For others, like Marshfield’s Paula McGuigghan, Gibb’s feat has long been an inspiration. On Monday, McGuigghan marked her own milestone: her 25th Boston Marathon.

"She was told that physically a woman couldn’t do this," McGuigghan said. "I’ve been an athlete all my life and for someone to tell me that you physically aren’t capable of doing that is just … totally defies everything about me."

Susan Collins — who coaches high-school lacrosse and is running her 5th Boston Marathon — says she realized just how far women’s athletics had come a few years back, when she talked with her team about the 40th anniversary of Title IX.

"The girls knew nothing about Title IX and in some ways that’s a wonderful thing," she said. "That  they’ve never experienced not having equipment, not having uniforms, not having the things that the people before them fought so hard to get."

Julie Loeb, running her third Boston Marathon, is one of those young female athletes who has never experienced that pre-Title IX world.

"It’s hard to think of now, because you see just as many women running marathons as you do men," Loeb said. "I never really thought about there being a time when I wouldn’t be allowed to run this."

It’s a time her father - Vernon Loeb - who’s running with her today, lived through. He says that the change in attitudes toward female athletes that he's witnessed has been not just a victory for women, but a victory for everyone.

"To see over the past 50 years women’s athletics come of age, not only running, but women’s basketball, women’s soccer, is one of the great, great evolutions of our time," he said.

An evolution pushed 26.2 miles forward here by Bobbi Gibb, who 50 years on is still inspiring runners. Just ask Minnesota’s Tracy Sik.

"Well she showed them didn’t she," Sik said. "We can do it!"
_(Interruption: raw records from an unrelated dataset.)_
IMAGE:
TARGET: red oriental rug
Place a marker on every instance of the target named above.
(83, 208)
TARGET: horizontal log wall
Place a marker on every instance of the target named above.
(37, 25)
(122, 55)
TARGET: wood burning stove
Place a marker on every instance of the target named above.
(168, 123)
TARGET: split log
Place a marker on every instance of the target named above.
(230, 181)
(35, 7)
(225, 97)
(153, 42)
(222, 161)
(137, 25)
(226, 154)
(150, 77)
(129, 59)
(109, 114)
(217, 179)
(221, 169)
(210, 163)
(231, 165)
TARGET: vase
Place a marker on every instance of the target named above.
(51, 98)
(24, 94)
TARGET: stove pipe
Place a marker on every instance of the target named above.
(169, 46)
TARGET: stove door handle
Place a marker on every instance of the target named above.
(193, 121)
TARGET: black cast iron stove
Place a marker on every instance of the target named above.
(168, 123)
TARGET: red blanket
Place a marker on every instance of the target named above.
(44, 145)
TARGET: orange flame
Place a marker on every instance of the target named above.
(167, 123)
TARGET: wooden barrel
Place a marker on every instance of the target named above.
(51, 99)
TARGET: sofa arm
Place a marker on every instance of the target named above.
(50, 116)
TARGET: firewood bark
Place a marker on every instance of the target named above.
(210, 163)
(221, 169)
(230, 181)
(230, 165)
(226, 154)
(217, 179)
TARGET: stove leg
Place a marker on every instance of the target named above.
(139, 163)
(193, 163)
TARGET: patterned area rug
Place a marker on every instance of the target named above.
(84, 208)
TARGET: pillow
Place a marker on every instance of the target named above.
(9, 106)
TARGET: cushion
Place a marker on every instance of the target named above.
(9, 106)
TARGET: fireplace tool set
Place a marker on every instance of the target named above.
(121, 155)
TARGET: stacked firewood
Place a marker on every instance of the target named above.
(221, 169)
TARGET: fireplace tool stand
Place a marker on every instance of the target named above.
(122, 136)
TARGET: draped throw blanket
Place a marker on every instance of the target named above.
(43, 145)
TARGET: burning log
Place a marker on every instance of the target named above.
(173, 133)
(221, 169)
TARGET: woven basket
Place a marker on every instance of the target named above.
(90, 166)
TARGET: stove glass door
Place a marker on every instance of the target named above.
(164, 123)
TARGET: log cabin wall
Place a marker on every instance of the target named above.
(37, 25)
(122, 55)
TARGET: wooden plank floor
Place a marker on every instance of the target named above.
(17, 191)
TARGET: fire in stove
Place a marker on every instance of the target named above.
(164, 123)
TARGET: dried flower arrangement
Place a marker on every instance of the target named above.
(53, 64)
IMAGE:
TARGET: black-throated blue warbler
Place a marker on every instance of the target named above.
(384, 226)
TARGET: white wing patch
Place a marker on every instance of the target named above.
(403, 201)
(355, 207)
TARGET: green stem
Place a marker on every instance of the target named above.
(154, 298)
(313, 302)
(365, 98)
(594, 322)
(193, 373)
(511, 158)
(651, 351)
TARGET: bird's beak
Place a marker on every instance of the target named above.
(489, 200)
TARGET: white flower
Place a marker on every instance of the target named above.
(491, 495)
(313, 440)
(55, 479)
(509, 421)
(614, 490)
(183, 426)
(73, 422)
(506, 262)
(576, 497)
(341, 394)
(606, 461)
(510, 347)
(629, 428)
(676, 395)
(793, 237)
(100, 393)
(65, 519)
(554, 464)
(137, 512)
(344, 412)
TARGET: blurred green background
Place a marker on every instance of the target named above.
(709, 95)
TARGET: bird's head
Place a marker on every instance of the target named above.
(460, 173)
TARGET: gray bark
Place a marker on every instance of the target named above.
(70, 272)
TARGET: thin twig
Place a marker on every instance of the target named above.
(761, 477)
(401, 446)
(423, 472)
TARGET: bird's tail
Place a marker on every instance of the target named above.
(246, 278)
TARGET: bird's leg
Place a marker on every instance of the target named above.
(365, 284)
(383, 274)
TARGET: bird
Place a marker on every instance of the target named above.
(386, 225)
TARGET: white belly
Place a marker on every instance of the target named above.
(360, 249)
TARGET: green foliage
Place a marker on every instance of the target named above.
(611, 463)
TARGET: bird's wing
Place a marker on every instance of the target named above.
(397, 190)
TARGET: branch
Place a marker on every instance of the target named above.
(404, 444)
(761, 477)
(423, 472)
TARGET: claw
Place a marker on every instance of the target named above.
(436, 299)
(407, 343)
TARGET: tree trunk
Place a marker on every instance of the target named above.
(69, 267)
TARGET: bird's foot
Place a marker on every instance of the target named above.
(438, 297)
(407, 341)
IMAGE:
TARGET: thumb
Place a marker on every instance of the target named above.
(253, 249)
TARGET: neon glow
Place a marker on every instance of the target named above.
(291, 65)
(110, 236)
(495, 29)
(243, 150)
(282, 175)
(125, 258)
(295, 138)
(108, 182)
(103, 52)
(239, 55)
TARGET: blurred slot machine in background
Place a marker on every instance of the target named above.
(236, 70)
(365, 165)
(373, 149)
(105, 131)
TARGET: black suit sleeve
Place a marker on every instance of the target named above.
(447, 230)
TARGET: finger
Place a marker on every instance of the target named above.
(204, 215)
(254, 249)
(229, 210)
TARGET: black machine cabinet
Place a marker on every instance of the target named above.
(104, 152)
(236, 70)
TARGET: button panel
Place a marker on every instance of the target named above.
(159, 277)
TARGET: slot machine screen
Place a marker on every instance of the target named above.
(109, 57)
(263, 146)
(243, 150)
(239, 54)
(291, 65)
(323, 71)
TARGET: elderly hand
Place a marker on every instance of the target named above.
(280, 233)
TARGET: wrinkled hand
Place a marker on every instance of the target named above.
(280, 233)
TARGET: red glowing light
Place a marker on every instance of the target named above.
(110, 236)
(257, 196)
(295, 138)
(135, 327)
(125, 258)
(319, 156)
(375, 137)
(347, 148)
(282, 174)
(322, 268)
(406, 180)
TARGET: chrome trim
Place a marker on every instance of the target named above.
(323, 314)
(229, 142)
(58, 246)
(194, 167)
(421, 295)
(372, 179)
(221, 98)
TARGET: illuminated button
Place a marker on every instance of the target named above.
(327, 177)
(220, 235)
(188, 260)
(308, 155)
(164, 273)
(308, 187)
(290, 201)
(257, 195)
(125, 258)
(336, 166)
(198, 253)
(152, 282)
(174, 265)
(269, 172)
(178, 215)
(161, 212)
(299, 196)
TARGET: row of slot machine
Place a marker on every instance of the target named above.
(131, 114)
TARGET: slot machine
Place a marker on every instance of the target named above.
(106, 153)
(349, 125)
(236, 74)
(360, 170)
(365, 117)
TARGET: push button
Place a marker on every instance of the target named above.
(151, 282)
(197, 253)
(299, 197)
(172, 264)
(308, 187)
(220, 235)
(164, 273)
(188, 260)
At the finish line, Mary Junk of Wisconsin says she was thinking about Bobbi Gibb as she ran.

“She set a standard for all of us to beat," Junk said. "But of course I couldn’t get close to that,” she added with a laugh.
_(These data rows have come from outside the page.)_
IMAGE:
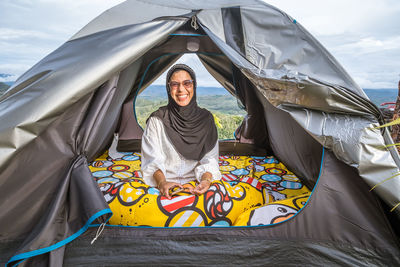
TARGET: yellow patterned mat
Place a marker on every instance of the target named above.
(253, 191)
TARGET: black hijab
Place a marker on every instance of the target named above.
(190, 128)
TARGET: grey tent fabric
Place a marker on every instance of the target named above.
(64, 112)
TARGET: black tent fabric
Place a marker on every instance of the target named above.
(302, 106)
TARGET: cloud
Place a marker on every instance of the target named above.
(363, 35)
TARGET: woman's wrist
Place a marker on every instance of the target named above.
(160, 183)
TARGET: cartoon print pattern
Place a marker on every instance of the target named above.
(248, 186)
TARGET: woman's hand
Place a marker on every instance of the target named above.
(165, 186)
(202, 187)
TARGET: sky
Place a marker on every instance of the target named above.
(363, 35)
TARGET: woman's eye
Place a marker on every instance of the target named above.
(174, 84)
(187, 83)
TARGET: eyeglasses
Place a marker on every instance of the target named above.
(186, 83)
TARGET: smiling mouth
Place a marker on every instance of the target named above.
(182, 97)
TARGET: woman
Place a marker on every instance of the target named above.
(179, 143)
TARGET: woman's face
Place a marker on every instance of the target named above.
(181, 87)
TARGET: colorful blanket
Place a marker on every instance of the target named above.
(253, 191)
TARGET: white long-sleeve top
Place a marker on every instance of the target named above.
(158, 153)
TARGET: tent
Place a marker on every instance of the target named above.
(301, 105)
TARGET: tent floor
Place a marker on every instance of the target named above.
(254, 190)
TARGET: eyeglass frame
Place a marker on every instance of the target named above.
(179, 84)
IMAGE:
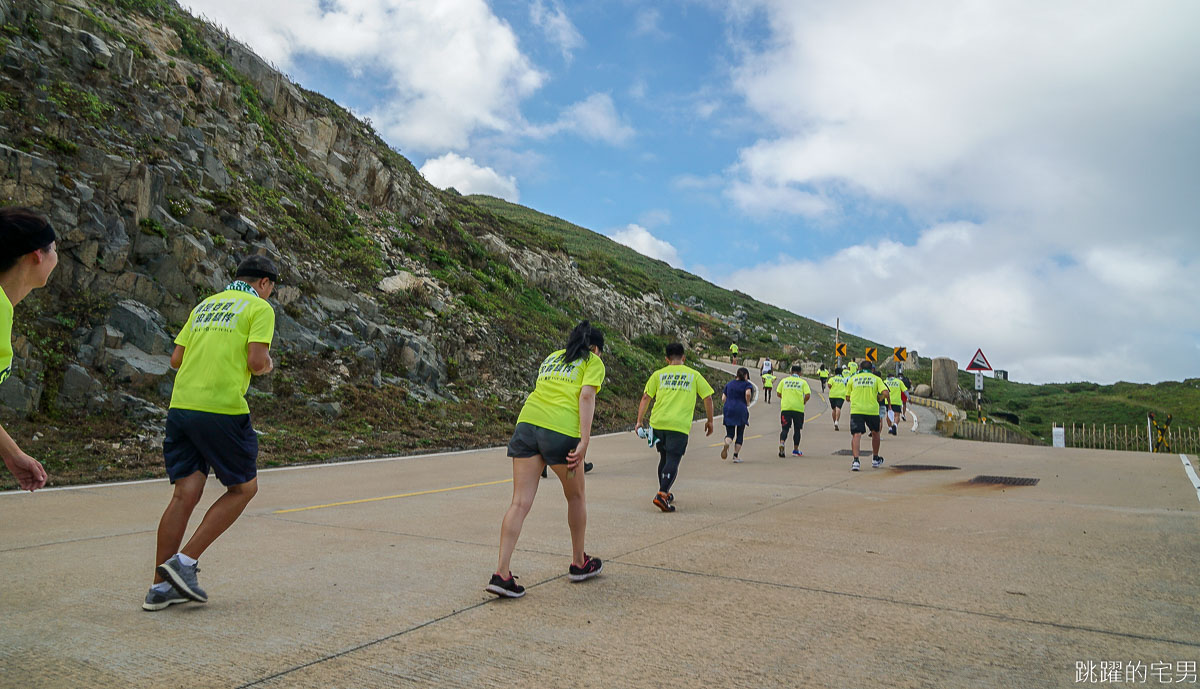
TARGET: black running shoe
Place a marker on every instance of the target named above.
(505, 587)
(663, 502)
(592, 567)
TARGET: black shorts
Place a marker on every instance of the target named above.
(671, 442)
(528, 441)
(791, 417)
(198, 441)
(862, 423)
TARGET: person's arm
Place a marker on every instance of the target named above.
(587, 411)
(641, 409)
(29, 472)
(258, 359)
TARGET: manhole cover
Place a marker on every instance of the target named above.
(1006, 480)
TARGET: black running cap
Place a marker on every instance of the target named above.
(258, 267)
(24, 232)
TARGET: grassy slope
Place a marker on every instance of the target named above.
(1039, 407)
(635, 274)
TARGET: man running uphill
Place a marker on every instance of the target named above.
(673, 389)
(793, 393)
(865, 391)
(227, 339)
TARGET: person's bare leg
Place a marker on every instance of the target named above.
(220, 517)
(526, 477)
(576, 510)
(174, 519)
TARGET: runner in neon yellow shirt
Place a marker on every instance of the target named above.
(793, 394)
(226, 340)
(673, 389)
(768, 384)
(553, 429)
(865, 391)
(895, 401)
(838, 394)
(28, 256)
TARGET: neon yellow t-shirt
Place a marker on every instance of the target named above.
(555, 401)
(863, 390)
(214, 376)
(675, 390)
(792, 391)
(897, 388)
(5, 335)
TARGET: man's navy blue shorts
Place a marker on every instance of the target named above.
(197, 441)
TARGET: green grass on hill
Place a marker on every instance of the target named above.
(1036, 408)
(634, 274)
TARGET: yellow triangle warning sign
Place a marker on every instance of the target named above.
(978, 363)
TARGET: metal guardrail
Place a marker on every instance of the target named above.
(947, 409)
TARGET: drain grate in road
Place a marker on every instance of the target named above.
(1006, 480)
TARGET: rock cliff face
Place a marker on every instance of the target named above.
(163, 151)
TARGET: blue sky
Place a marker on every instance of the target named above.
(947, 175)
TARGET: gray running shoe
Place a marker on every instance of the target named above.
(183, 577)
(157, 599)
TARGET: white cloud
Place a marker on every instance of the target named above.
(642, 241)
(654, 217)
(467, 177)
(646, 23)
(593, 118)
(557, 27)
(453, 67)
(1066, 131)
(965, 286)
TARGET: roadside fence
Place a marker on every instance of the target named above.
(1134, 438)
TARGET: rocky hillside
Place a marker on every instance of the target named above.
(163, 151)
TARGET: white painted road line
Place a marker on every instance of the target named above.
(1192, 474)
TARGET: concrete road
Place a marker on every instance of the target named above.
(774, 573)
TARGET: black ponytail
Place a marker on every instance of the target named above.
(580, 342)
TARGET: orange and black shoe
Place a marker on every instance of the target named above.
(592, 567)
(663, 501)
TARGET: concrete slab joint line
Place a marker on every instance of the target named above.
(1192, 474)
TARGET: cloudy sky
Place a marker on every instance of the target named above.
(1020, 177)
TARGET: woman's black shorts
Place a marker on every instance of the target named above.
(528, 441)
This is Junk’s second Boston Marathon. She finished her first about 10 minutes before bombs went off near the finish line in 2013. But she says she wasn’t thinking about that this time.

“I feel safe here," she said. "I think they do a good job of organizing here, and I think that it’s a wonderful race.”
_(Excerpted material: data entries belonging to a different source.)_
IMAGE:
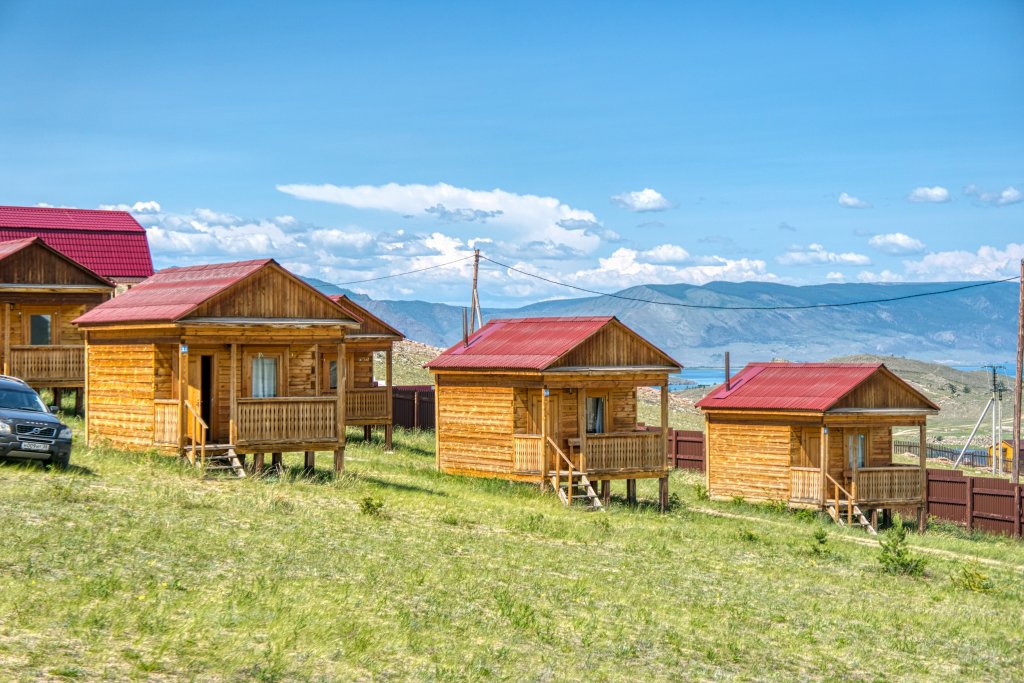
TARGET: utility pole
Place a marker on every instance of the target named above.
(1016, 437)
(477, 317)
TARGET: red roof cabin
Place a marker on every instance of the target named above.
(816, 434)
(552, 399)
(111, 244)
(221, 359)
(41, 292)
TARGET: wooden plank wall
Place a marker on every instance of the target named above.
(269, 293)
(474, 429)
(750, 460)
(120, 394)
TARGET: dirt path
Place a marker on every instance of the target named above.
(938, 552)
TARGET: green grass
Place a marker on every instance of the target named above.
(130, 566)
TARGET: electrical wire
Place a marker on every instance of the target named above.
(680, 304)
(408, 272)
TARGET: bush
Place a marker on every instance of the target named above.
(896, 557)
(373, 507)
(971, 578)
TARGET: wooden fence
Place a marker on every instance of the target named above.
(978, 503)
(413, 407)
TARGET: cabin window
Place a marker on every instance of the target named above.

Dave Fortier was just about to finish when the 2013 bombing happened, and he still suffers from tinnitus as a result of the blast. He ran this year with a baton in his hand – and he gave it to another bombing survivor at the finish line.

“We started in Hopkinton and we’re going to finish in San Francisco in about 100 days.”

They’re calling it the One World Strong Trek and they’re doing it to thank people across the country for the support they showed Boston after the bombing. Two runners are doing the whole thing, and Fortier said he’ll run some legs of the epic relay.

“We’re looking forward to meeting people and saying hello and saying thank you.”

Fans lined the entire marathon route, cheering as 30,000 runners went by. As he waited for his son to finish, Ron Arpin had tears coming down his cheeks as he said how proud he was of him.

“People say 'why do you do that?' You have to know yourself. You have to learn a lot about yourself. You don’t race against other people. You’re racing within yourself.”

Volunteers lined up to hang medals around the necks of exhausted and exhilarated finishers. Runner Jocelyn Thibeault got her medal from a lifelong friend named Colleen.

“I work here every year, she runs it every year," Colleen said. "We’re quite a team.

"I was so excited to see you," Thibeault told her.

It was a warm one, and there was a lot of relief on the faces of the finishers. A volunteer called out to them as they crossed the line.

“Welcome back to Boston, 26.2 miles, how do you feel?” she asked, getting cheers in response.